O Jornal Nacional promete, como em 2006, esquivar-se da cobertura das polêmicas e discussões entre candidatos e aliados. Segundo a reportagem da Folha, o foco das matérias do telejornal deve ser sempre que possível nas falas dos candidatos mais diretamente relacionadas aos eventos dos quais participam.

Nesta segunda-feira, apenas a fala de José Serra (PSDB) destoou dessa lógica, mas ele estava em campanha no Bairro da Liberdade, tradicional reduto da comunidade japonesa em São Paulo, então não havia mesmo como tirar daí propostas específicas. Dilma Rousseff (PT) esteve no Comitê Olímpico Brasileiro, e o trecho de seu discurso apresentado foi exatamente sobre a formação de atletas.
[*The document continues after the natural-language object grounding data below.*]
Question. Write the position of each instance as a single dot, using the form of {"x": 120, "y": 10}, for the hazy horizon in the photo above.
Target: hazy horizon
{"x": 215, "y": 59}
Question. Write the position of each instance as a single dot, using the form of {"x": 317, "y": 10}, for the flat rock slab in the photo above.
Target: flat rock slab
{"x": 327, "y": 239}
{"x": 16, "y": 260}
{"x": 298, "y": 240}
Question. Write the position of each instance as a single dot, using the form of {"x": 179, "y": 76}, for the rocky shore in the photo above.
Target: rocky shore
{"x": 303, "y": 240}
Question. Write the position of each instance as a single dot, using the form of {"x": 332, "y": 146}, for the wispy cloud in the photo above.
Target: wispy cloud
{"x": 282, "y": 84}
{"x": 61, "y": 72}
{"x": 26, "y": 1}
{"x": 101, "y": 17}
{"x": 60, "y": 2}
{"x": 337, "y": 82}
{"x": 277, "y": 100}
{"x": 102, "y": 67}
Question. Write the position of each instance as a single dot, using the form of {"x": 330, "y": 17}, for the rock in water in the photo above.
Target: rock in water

Marina Silva (PV) visitou o centro de reciclagem de uma fábrica de computadores, e sua fala destacada foi exatamente sobre a reciclagem. Além disso, as falas dos três tiveram os mesmos 19 segundos.

Insossa e esvaziada de realidade, com foco nas promessas feitas agora e não nas já cumpridas, não no que já foi feito mas no que está sendo prometido para os próximos quatro anos, sem mostrar quem foram e quem são os candidatos, mas quem eles dizem pretender ser. Assim deve ser a cobertura do Jornal Nacional até as eleições. A lei eleitoral é extremamente restritiva e complica o trabalho jornalístico e a chegada de informações mais aprofundadas à população, é verdade, e o caminho que o JN escolheu foi esse.

Com exceção da exclusão dos outros candidatos, passando a impressão de que apenas Dilma, Serra e Marina disputam a eleição, a cobertura no primeiro dia foi equilibrada, e deve se manter assim, a partir de agora, sem grandes desvios. É no entorno que devemos prestar mais atenção. Não serão as matérias especialmente dedicadas a Dilma, Serra e Marina que demonstrarão a linha que o Jornal Nacional seguirá ou uma possível defesa de alguma candidatura ou algum projeto político. É nas sutilezas que, a partir de agora, estará o posicionamento, como esteve na escolha da pesquisa que prejudicava Brizola em 1982, ou no comício pelas Diretas que virou “comemoração do aniversário de São Paulo” nas mãos da Globo em 1984, ou na edição do debate entre Lula e Collor em 1989.